Table with columns: Dataset Name, Domain / Source, Total Samples, Entities Used During SFT| Dataset Name | Domain / Source | Total Samples | Entities Used During SFT |
|---|
| VietBioNER | Tuberculosis (TB) clinical treatment | ~1,700 | Symptom & Disease, Diagnostic Procedure, Location, Date |
| PhoNER_COVID19 | COVID-19 pandemic surveillance | ~10,000 | Symptom & Disease, Patient ID, Age, Gender, Location, Org |
| ViMQ | Healthcare dialogue systems | ~10,000 | Symptom, Disease, Drug, Procedure, Body Structure |
| ViMedNER | General Medical NER |
Data Split: Standard Train/Validation splits were maintained to monitor formatting accuracy and exact match (F1) scores during SFT.
Training Procedure
Preprocessing
- Prompts were formatted into a strict ChatML format using text-only templates.

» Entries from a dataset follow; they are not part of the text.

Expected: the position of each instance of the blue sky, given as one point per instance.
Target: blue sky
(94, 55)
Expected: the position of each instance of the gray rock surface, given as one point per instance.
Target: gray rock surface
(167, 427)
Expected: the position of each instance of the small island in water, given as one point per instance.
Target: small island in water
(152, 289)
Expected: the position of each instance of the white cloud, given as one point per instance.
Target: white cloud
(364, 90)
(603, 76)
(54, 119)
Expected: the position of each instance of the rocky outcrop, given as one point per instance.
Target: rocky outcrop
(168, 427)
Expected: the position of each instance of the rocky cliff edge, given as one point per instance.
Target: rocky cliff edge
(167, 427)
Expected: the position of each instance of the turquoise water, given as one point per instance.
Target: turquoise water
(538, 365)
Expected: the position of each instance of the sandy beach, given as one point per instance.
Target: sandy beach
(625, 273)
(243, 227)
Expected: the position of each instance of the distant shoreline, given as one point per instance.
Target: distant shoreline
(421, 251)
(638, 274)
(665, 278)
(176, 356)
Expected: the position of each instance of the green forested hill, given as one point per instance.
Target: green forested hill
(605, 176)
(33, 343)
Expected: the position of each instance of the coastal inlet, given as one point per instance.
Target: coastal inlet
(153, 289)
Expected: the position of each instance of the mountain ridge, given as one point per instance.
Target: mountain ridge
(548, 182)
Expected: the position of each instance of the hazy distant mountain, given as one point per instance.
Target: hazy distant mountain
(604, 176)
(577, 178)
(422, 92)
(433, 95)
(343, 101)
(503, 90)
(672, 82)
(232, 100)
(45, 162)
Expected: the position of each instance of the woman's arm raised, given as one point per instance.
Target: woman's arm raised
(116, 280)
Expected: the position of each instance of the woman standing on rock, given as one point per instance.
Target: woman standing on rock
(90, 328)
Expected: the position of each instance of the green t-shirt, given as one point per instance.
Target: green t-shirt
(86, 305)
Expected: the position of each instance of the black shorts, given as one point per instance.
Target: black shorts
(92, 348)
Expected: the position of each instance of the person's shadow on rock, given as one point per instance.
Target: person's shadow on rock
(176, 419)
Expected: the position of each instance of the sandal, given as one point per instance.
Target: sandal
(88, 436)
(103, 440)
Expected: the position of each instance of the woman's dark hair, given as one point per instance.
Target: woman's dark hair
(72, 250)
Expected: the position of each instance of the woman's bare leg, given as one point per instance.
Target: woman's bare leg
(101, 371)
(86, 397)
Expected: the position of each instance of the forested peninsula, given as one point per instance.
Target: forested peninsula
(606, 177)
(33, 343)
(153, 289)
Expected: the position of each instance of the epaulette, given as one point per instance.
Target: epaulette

- Dynamic Prompt Injection: During SFT, training samples were dynamically generated to include varying subsets of target entities in the system prompt. This taught the model to read instructions carefully and only extract what was requested, rather than hallucinating categories from memory.
Training Hyperparameters
- Training regime:
bf16 mixed precision
- Supervised Fine-Tuning (SFT): Full parameter fine-tuning, Max Sequence Length 4096, Batch Size 2, Gradient Accumulation 8, Learning Rate 2e-5, Cosine Scheduler. Full AdamW optimizer.
Technical Specifications
Model Architecture and Objective
Qwen2.5-7B Architecture. Causal Language Modeling objective fine-tuned to act as an entity extraction classifier capable of dynamic zero-shot categorization.
Hardware
NVIDIA RTX PRO 6000 Blackwell
Software
transformers
trl (SFTTrainer)
torch (with sdpa attention)
Citation
BibTeX:
Please cite the dataset authors who made this consolidated training possible:
@inproceedings{vietbioner,
title = "{A Named Entity Recognition Corpus for Vietnamese Biomedical Texts to Support Tuberculosis Treatment}",
author = "Phan, Uyen and Nguyen, Phuong and Nguyen, Nhung",
booktitle = "Proceedings of the 13th Language Resources and Evaluation Conference",
year = "2022",
publisher = "European Language Resources Association"
}
@inproceedings{PhoNER_COVID19,
title = {{COVID-19 Named Entity Recognition for Vietnamese}},
author = {Thinh Hung Truong and Mai Hoang Dao and Dat Quoc Nguyen},
booktitle = {Proceedings of the 2021 Conference of the North American Chapter of the Association for Computational Linguistics: Human Language Technologies},
year = {2021}
}
@article{vimq2023,
title={ViMQ: A Vietnamese Medical Question Dataset for Healthcare Dialogue System Development},
author={Vu, Hieu M. and Phan, Long and Nguyen, Nhung and others},
year={2023}
}
@article{10.4108/eetinis.v11i3.5221,
author={Pham Van Duong and Tien-Dat Trinh and Minh-Tien Nguyen and Huy-The Vu and Minh Chuan Pham and Tran Manh Tuan and Le Hoang Son},
title={ViMedNER: A Medical Named Entity Recognition Dataset for Vietnamese},
journal={EAI Endorsed Transactions on Industrial Networks and Intelligent Systems},
volume={11},
number={4},
publisher={EAI},
year={2024},
doi={10.4108/eetinis.v11i3.5221}
}
Glossary
- NER: Named Entity Recognition
- SFT: Supervised Fine-Tuning
- Dynamic Extraction: The ability of an LLM to identify unseen or varying categorizations purely based on the instructions provided in the system prompt.